İsrail’in Lübnan’ı da bombalamaya başlaması üzerine “Birleşik Elektrik İşçileri Sendikası (UE)” yaptığı açıklamayla Biden’ın İsrail’e askerî yardımı derhal kesmesi için çağrı yaptı. Açıklamada İsrail’in ABD’den aldığı milyarlarca dolarlık silah ve askeri fonla Lübnanlı sivilleri katlettiğine dikkat çekiliyordu. Sendikanın lideri Carl Rosen “Jacobin” dergisine verdiği mülakattaysa İsrail’e sorgusuz sualsiz destek politikalarının değiştirilmesi için baskı oluşturabilecek bir karşı-güce acilen ihtiyaç olduğunu dile getiriyordu. Carl Rosen, İsrail için ayrıca şöyle diyordu:
“On yıllardır Orta Doğu’da bizim Pitbull’umuz oldular ve onları dizginleme sorumluluğumuz var. Bunun henüz gerçekleşmemiş olmasının nedeni iç politik kaygılar ve on binlerce insanın ölümünden kirli kârlar elde eden askerî-endüstriyel kompleksin çıkarlarıdır.”
ABD’de her Başkan ikinci dönemini tamamlamak suretiyle siyasi hayatını noktalamak ister. Biden, partisinin ön seçimlerinde rakipleriyle yarışarak ikinci kez Başkan adaylığını kazanmış bulunuyordu.
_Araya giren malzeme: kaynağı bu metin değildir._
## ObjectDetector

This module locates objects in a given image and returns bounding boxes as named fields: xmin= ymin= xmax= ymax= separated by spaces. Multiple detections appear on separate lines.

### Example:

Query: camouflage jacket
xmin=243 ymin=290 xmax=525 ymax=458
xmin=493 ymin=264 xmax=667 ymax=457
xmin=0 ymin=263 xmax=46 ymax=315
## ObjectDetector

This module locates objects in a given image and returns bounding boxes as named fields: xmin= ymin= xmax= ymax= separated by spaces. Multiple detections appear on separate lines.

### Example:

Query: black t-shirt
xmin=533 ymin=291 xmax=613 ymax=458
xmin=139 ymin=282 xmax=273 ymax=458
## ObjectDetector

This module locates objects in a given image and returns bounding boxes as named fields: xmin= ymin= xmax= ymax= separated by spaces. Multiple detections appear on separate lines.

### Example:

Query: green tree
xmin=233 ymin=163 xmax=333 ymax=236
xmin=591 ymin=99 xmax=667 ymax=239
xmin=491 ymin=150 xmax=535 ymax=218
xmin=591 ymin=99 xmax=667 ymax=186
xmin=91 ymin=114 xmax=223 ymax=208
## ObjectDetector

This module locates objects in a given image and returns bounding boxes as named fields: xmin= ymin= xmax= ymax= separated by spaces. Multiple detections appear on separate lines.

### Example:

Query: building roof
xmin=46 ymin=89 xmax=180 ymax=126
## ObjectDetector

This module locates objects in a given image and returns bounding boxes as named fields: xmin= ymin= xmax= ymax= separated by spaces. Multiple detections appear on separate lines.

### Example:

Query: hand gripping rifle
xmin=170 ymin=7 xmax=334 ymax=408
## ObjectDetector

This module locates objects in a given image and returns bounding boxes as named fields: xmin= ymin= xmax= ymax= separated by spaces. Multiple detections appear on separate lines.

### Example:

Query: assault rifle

Ne ki Biden, zihinsel ve biyolojik performansının yetersiz olduğu gerekçesiyle büyük bağışçılardan ve liberal ana akım medyadan gelen şiddetli tepkiler yüzünden Başkan adaylığından çekilmek zorunda bırakıldı. İkinci dönem Başkanlık hayali kuran Biden, Kamala Harris’in ön seçimsiz ABD Başkan adaylığını elde etmesini içine sindirememiş olabilir.
İsrail’e silah sevkiyatının devam etmesi, ateşkesin sağlanmaması, üstelik Netanyahu’nun Lübnan’a saldırarak savaşı genişletmesi Başkan seçilebilmesi için salıncak eyaletlerde kazanmaya ihtiyacı olan Kamala Harris’in elini zayıflatıyor. Ocak 2025’te siyasî hayatı son bulacak olan Biden’ın İsrail’i ateşkese zorlamaktan imtina etmesi, Harris’in kazanmasını pek de umursamadığının bir işareti. Dahası, karı-koca Biden’lar Harris’in kampanyasında da görünmüyorlar. Harris de Biden’ların görünmüyor olmasını umursuyormuş gibi durmuyor.
Kritik seçim dengeleri sebebiyle, İsrail’i durduracak bir ateşkes Harris’i rahatlatacaktır. Böyle bir gelişme, Harris yararına seçimlerin sonuçlarını etkileyen bir “Ekim Süprizi” olacaktır. Netanyahu’nun petrol fiyatlarının yükselmesine yol açacak nitelikte savaşı tırmandırmasıysa Trump’ın işine gelecektir. Biden, Kamala Harris’i rahatlatmak istiyor mu, orası biraz şüpheli.